15 Temmuz Darbesinin Geleceğini Haber Verene Gazeteci Yine Uyardı
Bir “İlahtır, ilah değildir” tartışması sürüp gidiyor.
Söylememiş kız böyle bir laf. “Bu bir kıyamdır” demiş o kadar. Kalanı işgüzar polis memurlarının işi. Onlar da ifade zaptına sanki alenen söylemiş gibi geçirmişler. Emine Şahin bunu mahkemede düzeltti ama yine de tutuklandı.
Mesele o değil. Emine Şahin “Atatürk ilah değil” demediği hâlde söylemiş gibi lafı alıp Twitter’dan hashtag yapan hesap Florida’dan bir FETÖ’cü. Bu konuda en çok paylaşım yapan da yurt dışındaki FETÖ’cü gerçek ve fake hesaplar.
İlginç değil mi?
Bakın teker teker heybelerinde ne varsa döküp saçıyorlar ortaya. Amaç toplumdaki fay hatlarını kırmak, travmatik dönüşümlere yol açabilecek kırılmalara sebep olmak. Sözün özü FETÖ’nün uyuyan hücreleri tarafından desteklenecek Kemalist bir askerî darbeye zemin hazırlamak.
Nedir o fay hatları?
1-Suriyeliler. Önce başını İYİ Partililerin çektiği Suriyelilere yönelik iftiralar başlatıldı.
2-Ülkede yaşanan her olumsuz olayın faturasını iktidara çıkarmak için özel yayın politikaları oluşturdular.
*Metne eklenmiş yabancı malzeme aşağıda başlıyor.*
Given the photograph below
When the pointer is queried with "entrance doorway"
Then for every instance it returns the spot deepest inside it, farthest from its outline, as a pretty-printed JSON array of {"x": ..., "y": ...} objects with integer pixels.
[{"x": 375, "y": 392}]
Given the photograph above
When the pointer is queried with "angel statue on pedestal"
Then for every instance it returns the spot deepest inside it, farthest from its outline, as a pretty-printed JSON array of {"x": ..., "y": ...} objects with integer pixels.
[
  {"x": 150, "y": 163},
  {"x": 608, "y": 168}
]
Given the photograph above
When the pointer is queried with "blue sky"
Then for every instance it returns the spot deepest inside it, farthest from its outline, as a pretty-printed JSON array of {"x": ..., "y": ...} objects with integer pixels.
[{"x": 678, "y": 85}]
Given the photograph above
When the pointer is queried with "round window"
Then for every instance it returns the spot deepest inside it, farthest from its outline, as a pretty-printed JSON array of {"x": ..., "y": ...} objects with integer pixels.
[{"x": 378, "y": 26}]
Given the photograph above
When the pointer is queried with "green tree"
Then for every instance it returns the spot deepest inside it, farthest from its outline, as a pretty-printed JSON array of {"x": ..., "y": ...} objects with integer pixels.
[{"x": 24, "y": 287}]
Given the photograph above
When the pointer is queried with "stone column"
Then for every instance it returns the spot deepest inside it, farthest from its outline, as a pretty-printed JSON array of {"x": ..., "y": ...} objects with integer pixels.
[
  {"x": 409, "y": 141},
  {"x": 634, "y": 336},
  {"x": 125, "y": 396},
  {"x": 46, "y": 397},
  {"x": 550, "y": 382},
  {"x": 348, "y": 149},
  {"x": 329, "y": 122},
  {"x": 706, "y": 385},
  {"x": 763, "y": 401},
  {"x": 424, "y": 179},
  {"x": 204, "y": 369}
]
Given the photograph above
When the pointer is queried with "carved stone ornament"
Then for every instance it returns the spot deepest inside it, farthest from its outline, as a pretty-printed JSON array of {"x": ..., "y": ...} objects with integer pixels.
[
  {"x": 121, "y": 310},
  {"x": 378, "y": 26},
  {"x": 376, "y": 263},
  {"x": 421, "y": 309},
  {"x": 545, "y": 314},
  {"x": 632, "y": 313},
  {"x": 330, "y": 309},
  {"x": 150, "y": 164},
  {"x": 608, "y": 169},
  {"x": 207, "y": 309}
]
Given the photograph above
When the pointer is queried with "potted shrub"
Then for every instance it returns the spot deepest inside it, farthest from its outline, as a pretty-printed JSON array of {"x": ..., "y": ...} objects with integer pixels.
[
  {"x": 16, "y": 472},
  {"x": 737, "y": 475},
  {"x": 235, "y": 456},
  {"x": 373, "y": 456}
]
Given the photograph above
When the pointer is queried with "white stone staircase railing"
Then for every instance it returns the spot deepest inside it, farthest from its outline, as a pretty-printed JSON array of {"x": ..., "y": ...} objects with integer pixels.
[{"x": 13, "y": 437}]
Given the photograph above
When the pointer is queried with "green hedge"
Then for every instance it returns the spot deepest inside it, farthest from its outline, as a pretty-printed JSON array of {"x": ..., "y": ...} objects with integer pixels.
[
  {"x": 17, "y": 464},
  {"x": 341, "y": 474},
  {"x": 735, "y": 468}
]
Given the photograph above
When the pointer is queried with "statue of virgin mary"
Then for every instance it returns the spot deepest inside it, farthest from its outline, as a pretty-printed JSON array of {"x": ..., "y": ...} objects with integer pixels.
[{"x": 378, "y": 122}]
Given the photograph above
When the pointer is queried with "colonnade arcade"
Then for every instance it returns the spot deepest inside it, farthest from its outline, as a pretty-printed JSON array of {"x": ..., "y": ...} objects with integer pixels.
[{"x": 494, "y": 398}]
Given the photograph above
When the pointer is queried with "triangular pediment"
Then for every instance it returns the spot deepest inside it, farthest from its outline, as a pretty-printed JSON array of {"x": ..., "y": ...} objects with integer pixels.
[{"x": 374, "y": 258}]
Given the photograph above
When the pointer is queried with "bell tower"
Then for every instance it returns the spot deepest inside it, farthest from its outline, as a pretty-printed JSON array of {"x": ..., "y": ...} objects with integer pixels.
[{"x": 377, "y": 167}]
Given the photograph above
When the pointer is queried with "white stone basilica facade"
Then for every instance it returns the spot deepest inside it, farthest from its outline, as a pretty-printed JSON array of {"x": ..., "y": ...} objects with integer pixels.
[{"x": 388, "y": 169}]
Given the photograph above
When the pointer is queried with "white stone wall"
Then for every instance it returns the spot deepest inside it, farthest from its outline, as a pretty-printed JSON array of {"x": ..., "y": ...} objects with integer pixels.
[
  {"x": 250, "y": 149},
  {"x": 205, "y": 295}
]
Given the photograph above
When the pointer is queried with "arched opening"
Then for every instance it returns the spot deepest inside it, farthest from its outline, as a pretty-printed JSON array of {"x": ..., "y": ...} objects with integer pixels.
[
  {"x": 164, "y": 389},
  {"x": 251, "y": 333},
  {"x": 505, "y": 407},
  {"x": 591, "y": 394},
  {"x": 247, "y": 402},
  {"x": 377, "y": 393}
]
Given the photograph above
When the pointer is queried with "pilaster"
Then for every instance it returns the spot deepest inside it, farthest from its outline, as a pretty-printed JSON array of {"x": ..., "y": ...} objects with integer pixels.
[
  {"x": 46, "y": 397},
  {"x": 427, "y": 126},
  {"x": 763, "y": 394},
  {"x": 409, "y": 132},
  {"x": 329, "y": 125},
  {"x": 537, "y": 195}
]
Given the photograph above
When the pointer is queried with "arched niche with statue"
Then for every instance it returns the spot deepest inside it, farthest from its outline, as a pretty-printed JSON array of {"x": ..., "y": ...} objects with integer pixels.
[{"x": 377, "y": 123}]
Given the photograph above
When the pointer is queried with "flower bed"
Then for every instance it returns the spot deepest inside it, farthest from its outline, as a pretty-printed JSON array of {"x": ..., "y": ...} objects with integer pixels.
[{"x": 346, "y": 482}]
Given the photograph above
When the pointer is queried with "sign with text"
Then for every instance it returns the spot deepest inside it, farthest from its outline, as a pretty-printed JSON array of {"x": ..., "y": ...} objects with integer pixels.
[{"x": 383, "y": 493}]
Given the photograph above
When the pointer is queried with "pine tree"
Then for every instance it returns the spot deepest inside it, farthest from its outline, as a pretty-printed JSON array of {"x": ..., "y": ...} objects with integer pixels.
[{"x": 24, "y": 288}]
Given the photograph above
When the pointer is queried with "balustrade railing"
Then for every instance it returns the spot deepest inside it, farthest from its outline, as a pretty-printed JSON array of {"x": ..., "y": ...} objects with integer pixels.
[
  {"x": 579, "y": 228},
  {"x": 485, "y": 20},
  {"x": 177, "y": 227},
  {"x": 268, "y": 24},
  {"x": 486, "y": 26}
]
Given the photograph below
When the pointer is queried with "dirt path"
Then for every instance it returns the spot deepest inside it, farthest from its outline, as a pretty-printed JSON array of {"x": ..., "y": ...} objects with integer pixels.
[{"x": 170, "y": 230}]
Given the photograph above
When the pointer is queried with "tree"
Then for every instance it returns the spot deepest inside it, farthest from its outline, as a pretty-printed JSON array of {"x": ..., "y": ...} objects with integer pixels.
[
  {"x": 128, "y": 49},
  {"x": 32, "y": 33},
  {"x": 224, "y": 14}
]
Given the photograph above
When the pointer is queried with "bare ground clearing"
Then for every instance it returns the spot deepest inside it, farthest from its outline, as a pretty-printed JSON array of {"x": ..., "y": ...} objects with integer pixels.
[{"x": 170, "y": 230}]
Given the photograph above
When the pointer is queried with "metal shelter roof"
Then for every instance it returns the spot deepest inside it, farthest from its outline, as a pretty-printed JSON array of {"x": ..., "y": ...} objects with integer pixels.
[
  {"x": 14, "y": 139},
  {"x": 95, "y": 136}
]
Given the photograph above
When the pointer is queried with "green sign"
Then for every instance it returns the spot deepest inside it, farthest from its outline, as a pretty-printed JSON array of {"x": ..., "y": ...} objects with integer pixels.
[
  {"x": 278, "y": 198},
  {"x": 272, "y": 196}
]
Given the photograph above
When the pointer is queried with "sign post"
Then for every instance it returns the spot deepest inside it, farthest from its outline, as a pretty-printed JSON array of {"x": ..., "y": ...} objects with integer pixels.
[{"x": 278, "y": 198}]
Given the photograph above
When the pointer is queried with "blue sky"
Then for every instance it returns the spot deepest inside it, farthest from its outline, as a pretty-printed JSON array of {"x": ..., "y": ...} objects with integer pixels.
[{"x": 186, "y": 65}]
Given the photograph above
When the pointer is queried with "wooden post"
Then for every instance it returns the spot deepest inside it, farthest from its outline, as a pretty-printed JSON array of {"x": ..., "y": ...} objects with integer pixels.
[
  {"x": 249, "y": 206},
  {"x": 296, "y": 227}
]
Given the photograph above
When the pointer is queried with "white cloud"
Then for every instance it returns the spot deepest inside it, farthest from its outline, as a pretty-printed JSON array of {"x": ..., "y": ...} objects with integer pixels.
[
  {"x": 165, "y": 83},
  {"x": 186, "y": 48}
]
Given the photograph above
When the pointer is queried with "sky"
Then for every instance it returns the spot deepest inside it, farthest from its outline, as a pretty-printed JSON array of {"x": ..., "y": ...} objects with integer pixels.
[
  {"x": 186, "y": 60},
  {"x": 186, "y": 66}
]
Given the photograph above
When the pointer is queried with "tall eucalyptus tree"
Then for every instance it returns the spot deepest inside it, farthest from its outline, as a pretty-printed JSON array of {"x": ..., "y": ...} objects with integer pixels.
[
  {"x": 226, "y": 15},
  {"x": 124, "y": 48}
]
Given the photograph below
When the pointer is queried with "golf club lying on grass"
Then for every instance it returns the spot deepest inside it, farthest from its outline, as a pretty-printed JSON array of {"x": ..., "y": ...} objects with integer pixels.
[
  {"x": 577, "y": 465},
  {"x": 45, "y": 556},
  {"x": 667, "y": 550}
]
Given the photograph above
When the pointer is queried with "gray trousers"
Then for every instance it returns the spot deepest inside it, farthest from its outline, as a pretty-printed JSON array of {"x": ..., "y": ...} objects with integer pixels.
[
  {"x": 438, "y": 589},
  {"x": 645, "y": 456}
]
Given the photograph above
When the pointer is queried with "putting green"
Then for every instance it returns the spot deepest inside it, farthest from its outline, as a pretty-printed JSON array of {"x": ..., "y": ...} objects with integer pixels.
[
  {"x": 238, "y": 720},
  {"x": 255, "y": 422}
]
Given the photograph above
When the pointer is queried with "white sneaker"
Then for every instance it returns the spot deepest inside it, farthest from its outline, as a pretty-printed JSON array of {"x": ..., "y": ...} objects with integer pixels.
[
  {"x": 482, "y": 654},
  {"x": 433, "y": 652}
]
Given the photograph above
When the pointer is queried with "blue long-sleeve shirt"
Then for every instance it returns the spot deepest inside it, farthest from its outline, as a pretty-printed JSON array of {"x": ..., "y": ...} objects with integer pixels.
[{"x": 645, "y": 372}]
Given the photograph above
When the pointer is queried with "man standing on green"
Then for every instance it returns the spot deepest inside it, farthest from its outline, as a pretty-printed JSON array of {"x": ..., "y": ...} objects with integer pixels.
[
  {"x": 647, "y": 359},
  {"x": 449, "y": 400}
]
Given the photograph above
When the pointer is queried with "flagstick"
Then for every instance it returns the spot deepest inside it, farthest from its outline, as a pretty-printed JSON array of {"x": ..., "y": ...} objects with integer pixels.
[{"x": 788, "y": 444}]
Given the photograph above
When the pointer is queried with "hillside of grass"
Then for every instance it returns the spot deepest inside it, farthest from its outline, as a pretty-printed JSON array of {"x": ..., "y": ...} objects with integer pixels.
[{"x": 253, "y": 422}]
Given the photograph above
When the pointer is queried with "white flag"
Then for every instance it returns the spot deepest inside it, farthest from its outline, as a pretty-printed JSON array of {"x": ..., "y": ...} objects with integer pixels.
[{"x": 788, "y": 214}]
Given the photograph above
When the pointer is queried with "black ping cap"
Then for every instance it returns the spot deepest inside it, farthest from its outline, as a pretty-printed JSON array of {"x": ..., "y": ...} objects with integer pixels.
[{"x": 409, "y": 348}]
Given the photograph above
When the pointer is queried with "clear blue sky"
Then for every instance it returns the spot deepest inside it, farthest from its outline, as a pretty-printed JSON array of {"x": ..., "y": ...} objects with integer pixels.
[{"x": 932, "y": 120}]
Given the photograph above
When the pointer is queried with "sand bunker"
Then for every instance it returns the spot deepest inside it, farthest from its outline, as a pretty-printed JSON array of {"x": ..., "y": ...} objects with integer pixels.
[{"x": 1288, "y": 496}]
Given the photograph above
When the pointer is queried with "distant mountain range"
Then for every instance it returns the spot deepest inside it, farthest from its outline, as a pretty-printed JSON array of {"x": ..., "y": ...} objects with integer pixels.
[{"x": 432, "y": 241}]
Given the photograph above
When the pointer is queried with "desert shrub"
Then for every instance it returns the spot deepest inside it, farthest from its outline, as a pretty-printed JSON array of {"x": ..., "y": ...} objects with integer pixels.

Bakınız; Fox tv ana haber bülteni, Sözcü, Cumhuriyet vb.
3-Daha vurucu ve ayrıştırıcı işlere ihtiyaç duyulmuş olmalı ki 6 sene önce kapatılmış olan Öğrenci Andı dosyası Danıştay eliyle açıldı. Hukuk perişanlığı bir gerekçeyle ülkede bayat bir mesele yeniden alevlendirildi.
4-CHP’li Öztürk Yılmaz “Türkçe ezan neden olmuyor” diye tutturdu. Kılıçdaroğlu mütedeyyin kesimden oy almayı kafasına koyduğu için Öztürk Yılmaz’ı ihraç etti.
5-Derken 10 Kasım provokasyonları geldi. Çarşaflı genç kız Emine Şahin’in ardından bir başka çarşaflı kadın elinde baltayla kendisini bekleyen DHA muhabirinin çekimleriyle İstanbul’da, bir genç adam da Adıyaman’da Atatürk heykellerine saldırdılar.
6-Millî Eğitim Bakanlığının Öğrenci Andı kararına yaptığı itirazın giriş bölümünde yer alan ifadeler “Gel beni ve iktidarı buradan alabildiğine vur” davetinden başka bir şey değildi.
7-Diyanet İşleri Başkanı Ali Erbaş’ın Kadir Mısıroğlu’nu ziyareti ise gerekli malzemeyi bol bol verdi.
Tüm bu sıraladıklarımızdan eğer bir ders çıkarılmıyor ve bu olayların sistematik biçimde ülkemizdeki 15 Temmuz ruhunu karartmayı, Türkiye’nin birliğine kastettiği anlaşılmayıp gerekli önlemler alınamıyorsa söyleyeceğim şudur:
2016 yılının Mart ve Nisan aylarında yazıp uyardım dinlemediniz. Bir defa daha fenersiz yakalanırsanız siz değil sadece, tüm millet perişan olacak.